For years, both city and state government abdicated their responsibility to monitor, regulate, and protect Boston’s groundwater levels. Finally, in the past 18 months or so, Menino and various local and state agencies — the BRA, the MBTA, the Boston Water and Sewer Commission, the MWRA, and the state’s Office of Environmental and Energy Affairs — have stepped up to form a non-binding agreement to address the issue through a City-State Groundwater Working Group.
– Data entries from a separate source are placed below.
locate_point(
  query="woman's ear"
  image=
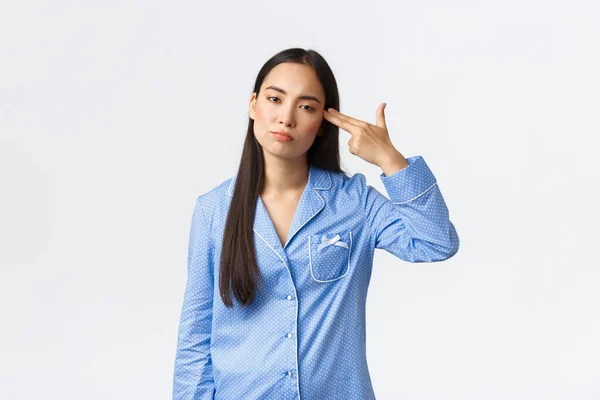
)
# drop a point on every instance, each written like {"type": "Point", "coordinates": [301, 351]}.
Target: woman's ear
{"type": "Point", "coordinates": [252, 106]}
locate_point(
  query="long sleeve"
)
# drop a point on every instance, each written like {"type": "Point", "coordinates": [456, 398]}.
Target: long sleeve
{"type": "Point", "coordinates": [193, 378]}
{"type": "Point", "coordinates": [413, 224]}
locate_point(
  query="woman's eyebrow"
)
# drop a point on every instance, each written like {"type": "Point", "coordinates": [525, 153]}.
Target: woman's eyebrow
{"type": "Point", "coordinates": [304, 96]}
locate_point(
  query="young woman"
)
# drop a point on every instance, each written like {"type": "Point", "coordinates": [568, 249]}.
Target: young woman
{"type": "Point", "coordinates": [280, 255]}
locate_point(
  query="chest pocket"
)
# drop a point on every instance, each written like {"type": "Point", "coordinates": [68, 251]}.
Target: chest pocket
{"type": "Point", "coordinates": [329, 255]}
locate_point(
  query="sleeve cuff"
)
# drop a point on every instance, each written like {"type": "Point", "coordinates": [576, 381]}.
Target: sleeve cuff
{"type": "Point", "coordinates": [410, 182]}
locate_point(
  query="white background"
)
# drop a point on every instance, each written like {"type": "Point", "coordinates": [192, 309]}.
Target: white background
{"type": "Point", "coordinates": [116, 115]}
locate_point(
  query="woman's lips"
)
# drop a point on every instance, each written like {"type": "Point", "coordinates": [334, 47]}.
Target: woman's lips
{"type": "Point", "coordinates": [282, 137]}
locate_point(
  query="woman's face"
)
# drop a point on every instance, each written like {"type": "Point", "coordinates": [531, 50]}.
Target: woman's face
{"type": "Point", "coordinates": [291, 99]}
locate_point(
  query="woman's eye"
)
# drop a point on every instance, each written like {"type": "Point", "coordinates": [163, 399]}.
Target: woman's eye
{"type": "Point", "coordinates": [309, 108]}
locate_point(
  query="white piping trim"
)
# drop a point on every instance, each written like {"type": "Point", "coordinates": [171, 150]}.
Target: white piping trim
{"type": "Point", "coordinates": [297, 302]}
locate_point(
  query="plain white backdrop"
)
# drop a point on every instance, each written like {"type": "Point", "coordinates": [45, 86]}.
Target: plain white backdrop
{"type": "Point", "coordinates": [116, 115]}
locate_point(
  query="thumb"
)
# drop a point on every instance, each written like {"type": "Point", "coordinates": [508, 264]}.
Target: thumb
{"type": "Point", "coordinates": [380, 116]}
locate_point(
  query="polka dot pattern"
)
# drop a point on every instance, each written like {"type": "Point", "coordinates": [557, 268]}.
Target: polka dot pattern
{"type": "Point", "coordinates": [304, 336]}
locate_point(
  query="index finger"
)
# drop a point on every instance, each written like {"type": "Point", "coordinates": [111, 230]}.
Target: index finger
{"type": "Point", "coordinates": [342, 123]}
{"type": "Point", "coordinates": [345, 117]}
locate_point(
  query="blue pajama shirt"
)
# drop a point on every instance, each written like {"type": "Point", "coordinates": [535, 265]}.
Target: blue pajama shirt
{"type": "Point", "coordinates": [304, 336]}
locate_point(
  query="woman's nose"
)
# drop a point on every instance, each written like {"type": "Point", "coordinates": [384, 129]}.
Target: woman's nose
{"type": "Point", "coordinates": [287, 116]}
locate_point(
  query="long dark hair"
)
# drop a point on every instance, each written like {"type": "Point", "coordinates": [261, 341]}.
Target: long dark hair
{"type": "Point", "coordinates": [239, 270]}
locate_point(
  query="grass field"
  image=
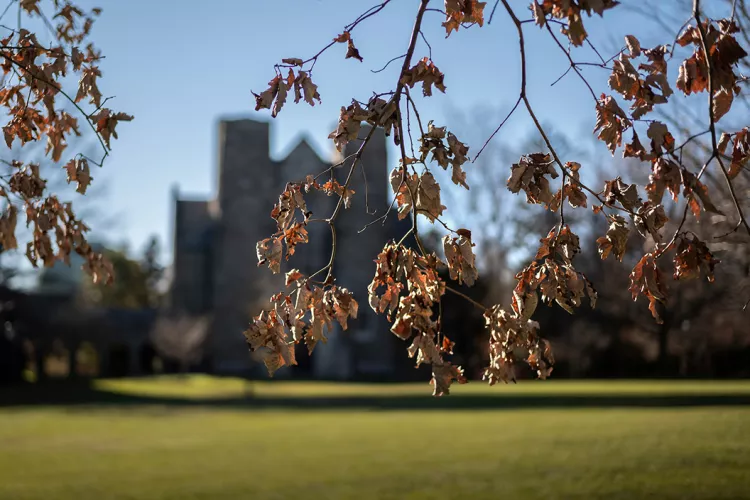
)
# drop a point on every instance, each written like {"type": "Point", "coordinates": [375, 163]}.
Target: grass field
{"type": "Point", "coordinates": [202, 438]}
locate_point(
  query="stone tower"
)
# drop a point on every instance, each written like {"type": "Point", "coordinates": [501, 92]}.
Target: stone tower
{"type": "Point", "coordinates": [215, 269]}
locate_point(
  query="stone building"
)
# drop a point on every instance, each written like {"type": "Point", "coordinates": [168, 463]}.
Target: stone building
{"type": "Point", "coordinates": [215, 271]}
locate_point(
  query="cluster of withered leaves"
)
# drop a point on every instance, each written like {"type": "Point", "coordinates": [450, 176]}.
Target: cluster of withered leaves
{"type": "Point", "coordinates": [274, 97]}
{"type": "Point", "coordinates": [693, 258]}
{"type": "Point", "coordinates": [645, 92]}
{"type": "Point", "coordinates": [377, 112]}
{"type": "Point", "coordinates": [723, 52]}
{"type": "Point", "coordinates": [33, 78]}
{"type": "Point", "coordinates": [571, 11]}
{"type": "Point", "coordinates": [528, 175]}
{"type": "Point", "coordinates": [460, 258]}
{"type": "Point", "coordinates": [668, 175]}
{"type": "Point", "coordinates": [289, 230]}
{"type": "Point", "coordinates": [416, 192]}
{"type": "Point", "coordinates": [424, 72]}
{"type": "Point", "coordinates": [351, 50]}
{"type": "Point", "coordinates": [515, 337]}
{"type": "Point", "coordinates": [462, 12]}
{"type": "Point", "coordinates": [552, 274]}
{"type": "Point", "coordinates": [407, 288]}
{"type": "Point", "coordinates": [646, 279]}
{"type": "Point", "coordinates": [740, 150]}
{"type": "Point", "coordinates": [305, 315]}
{"type": "Point", "coordinates": [454, 154]}
{"type": "Point", "coordinates": [56, 231]}
{"type": "Point", "coordinates": [648, 217]}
In a rare display of mutual amity and cooperation, they have done a fine job of beginning to address the problem.
During that time, since the city finished installing a network of monitoring wells, we have seen stark evidence of how groundwater levels change constantly, throughout the city, due to localized problems that are difficult to detect and often costly to repair.
For example, wells in East Boston revealed unexpected groundwater-level problems that were eventually traced to leaks in Massachusetts Water Resources Authority (MWRA) sewer lines, which the agency is now fixing. In the South End, a previously disinterested MBTA was convinced that leaks at Back Bay Station were rapidly depleting the groundwater; it is now working to fix them, and will eventually install a groundwater-replenishing system.
Just last month, the Boston Groundwater Trust found that “a significant drop” in groundwater levels along Congress Street at Fort Point Channel was due to a nearby development project pumping more than three million gallons out of the ground since January — and was permitted to do so.
Such problems had gone undetected and unaddressed through years of almost total governmental neglect, even though a 1983 law required the DEP to regulate low-lying “tidelands,” including most of Boston, and parts of several outlying towns.
That work was neglected because in 1990 the DEP looked at its tiny staff and the thousands of acres of tidelands, and decided to make things easier by simply excusing itself from the vast majority of its obligations.
The agency issued a regulation exempting all “landlocked filled tidelands” from the new law, defined so expansively that some 4000 acres — 3000 in Boston alone — were freed from DEP oversight. For the next 17 years, the state turned a blind eye to development on those exempted lands, until the Supreme Judicial Court (SJC) ruled this February that the state had no right to rewrite the law as it did.